Ulama, intelektual atau siapa pun yang memiliki modal sosial yang kuat, hendaknya memang tidak tinggal di menara gading. Ia harus terlibat langsung dalam proses perubahan sosial, atau dalam istilah Antonio Gramsci, berperan sebagai intelektual organik. Hanya saja, bentuk keterlibatan aktif dalam perubahan sosial itu tidak lantas harus diwujudkan dalam aktivitas berpolitik praktis. Terlebih jika corak politik yang dimainkan adalah politik Machiavellian, seperti yang saat ini dipraktikkan di Indonesia.

Bahwa berpolitik praktis adalah hak dasar setiap manusia yang dilindungi dan dijamin konstitusi itu adalah benar adanya. Tidak ada satu gagasan pun yang mampu menganulir fakta tersebut. Namun demikian, bagi seorang ulama, sosok yang dijadikan tauladan dalam kehidupan sosial sekaligus spiritual, politik praktis tampaknya bukan medan tempur yang ideal.

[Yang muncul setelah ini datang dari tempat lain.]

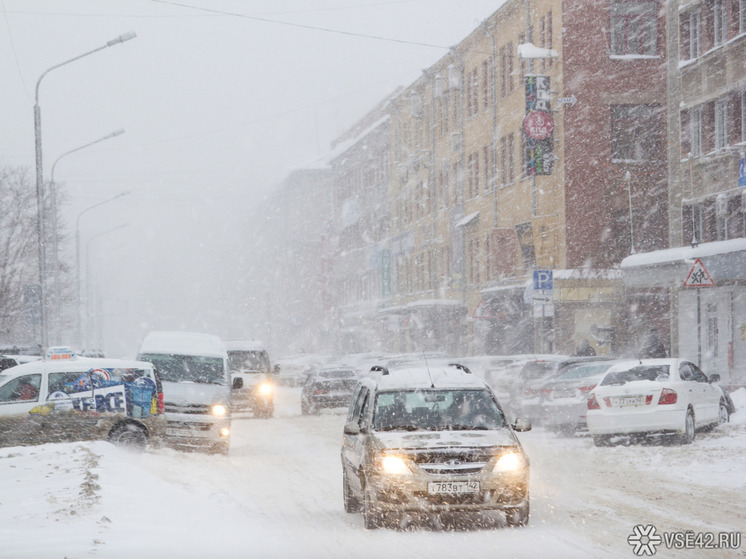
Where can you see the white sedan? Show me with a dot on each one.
(655, 396)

Mengutip pernyataan seorang ulama sepuh NU, KH. Alm. Sahal Mahfudz, ulama seharusnya menjalankan politik tingkat tinggi. Politik tingkat tinggi, menurutnya, adalah laku politik yang tidak partisan, tidak memihak pada kekuatan apa pun, kecuali memihak pada nilai-nilai kebenaran dan kemanusiaan.

Sepintas, gagasan politik tingkat tinggi ini mirip dengan gagasan politik etis yang digagas oleh filosof Yunani Klasik Aristoteles. Di ranah politik tingkat tinggi atau politik etis itulah, ulama memungkinkan untuk bersikap kritis terhadap penguasa, sembari tetap mendampingi masyarakat mewujudkan cita-cita akan kehidupan yang sejahtera. Kerja sosial berbasis pemberdayaan masyarakat itulah yang sesuai dengan marwah ulama sebagai penerus tradisi kenabian (warasatul anbiya).